The Corporation was expected to get back to the Union by the end of March 2021 but despite writing GuySuCo on April 9, the Union is yet to be furnished with a response. This led to Friday’s protest action by the Uitvlugt workers.
Nevertheless, Minister Mustapha said Government is awaiting a report from the Chief Executive Officer (CEO) of GuySuCo, Sasenarine Singh.
“The Government has not promised any increase, but we will ensure that we work with the Corporation to see what we can do for the sugar workers,” he said on the sidelines of a community consultation in Maida, Region Six (East Berbice-Corentyne).
According to the Department of Public Information (DPI), the Agriculture Minister said the agreements on wages and salaries are ultimately the responsibility of GuySuCo and GAWU.
“As a Government, we don’t interfere with management and Union negotiations,” he posited.
However, the Minister noted that GuySuCo’s ability to pay the increases would take into account investments it has made since August, to revitalise the estates.
“We have been putting funds in GuySuCo over the last nine months to develop GuySuCo, recapitalise GuySuCo. As a matter of fact, we are starting to see results already from some of the estates,” Mustapha said.
The Albion and Blairmont sugar estates were lauded for making three additional days of pay due to the enhancement of the factories through critical capital works.
Minister Mustapha stated, “Our commitment was to ensure that we reopen the closed sugar estates. We are working aggressively to do that.”
In a statement on Friday, GAWU said sugar workers feel believe GuySuCo is being disrespectful to them and the Union.
“They shared that GuySuCo has boasted of massive investments in the fields and factories but there is no such boisterousness when it comes to addressing the plight of the workers. The workers contended in as much as the Corporation recognised the need for investment in its physical assets, its human assets also required some level of investment as well,” the Union said in Friday’s missive.
It went on to highlight the workers’ frustration over the pay freeze they suffered under the coalition’s term in office, noting that some of them were earning just above the national minimum wage.
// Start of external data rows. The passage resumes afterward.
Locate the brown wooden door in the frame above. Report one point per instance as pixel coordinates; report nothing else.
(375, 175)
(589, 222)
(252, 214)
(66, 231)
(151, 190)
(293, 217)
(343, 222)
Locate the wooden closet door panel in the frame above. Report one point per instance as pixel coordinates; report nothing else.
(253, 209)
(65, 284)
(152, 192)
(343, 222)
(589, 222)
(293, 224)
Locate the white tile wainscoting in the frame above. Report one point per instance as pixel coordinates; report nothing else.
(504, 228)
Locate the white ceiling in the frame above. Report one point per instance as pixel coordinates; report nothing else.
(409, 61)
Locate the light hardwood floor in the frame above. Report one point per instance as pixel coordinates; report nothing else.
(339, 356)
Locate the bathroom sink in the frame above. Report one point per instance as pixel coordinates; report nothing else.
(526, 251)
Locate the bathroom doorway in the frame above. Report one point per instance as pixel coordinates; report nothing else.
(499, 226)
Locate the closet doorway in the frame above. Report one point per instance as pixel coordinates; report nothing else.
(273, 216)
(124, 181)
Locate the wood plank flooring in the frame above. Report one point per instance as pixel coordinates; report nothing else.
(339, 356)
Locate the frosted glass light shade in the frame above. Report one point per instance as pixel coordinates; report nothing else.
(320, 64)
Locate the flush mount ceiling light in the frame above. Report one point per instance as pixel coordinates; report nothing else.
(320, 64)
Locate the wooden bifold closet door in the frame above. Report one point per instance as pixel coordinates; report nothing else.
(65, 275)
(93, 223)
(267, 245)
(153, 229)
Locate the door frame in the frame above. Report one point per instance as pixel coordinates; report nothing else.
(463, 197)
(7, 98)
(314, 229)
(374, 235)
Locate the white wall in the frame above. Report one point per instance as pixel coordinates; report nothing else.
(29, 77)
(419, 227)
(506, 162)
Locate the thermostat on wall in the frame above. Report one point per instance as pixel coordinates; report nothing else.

“This they said was hardly sufficient to take care of their families. Workers shared that they recognised the plight of the Corporation and were in empathy but nonetheless believed that something should be done to at least alleviate their situation as efforts are furthered to turn the industry around. Key to the success of the industry’s climb from the doldrums is a motivated and committed workforce,” the GAWU statement outlined.
On this note, the affected workers expressed delight at the recent comments of GuySuCo Chief Executive Officer, Sasenarine Singh, who said in an interview that the Corporation is seeking to sell sugar at higher prices.
This initiative is lauded by the sugar workers, who are hopeful that even greater quantities of sugar can be sold in the new markets touted. Workers held that their efforts are partially responsible for the improvements heralded and they ought to receive some due reward for their contributions.
Meanwhile, GAWU said it remains open for frank discussions with the Corporation.
Only in March, GAWU had accused GuySuCo of dragging its foot on the issue of wage increases during a picketing exercise staged by workers at the Albion, Corentyne, and Blairmont, West Coast Berbice Estates.
The Union had explained then that salary negotiations have been ongoing for years and the Corporation seems to not be interested in bringing an end to the discussions.
Since taking office, the PPP/C Administration has injected some 7 billion dollars into the sugar industry – $5 billion in the 2020 Emergency Budget and a further $2 billion in this year’s budget – to help in the turnaround of the sector.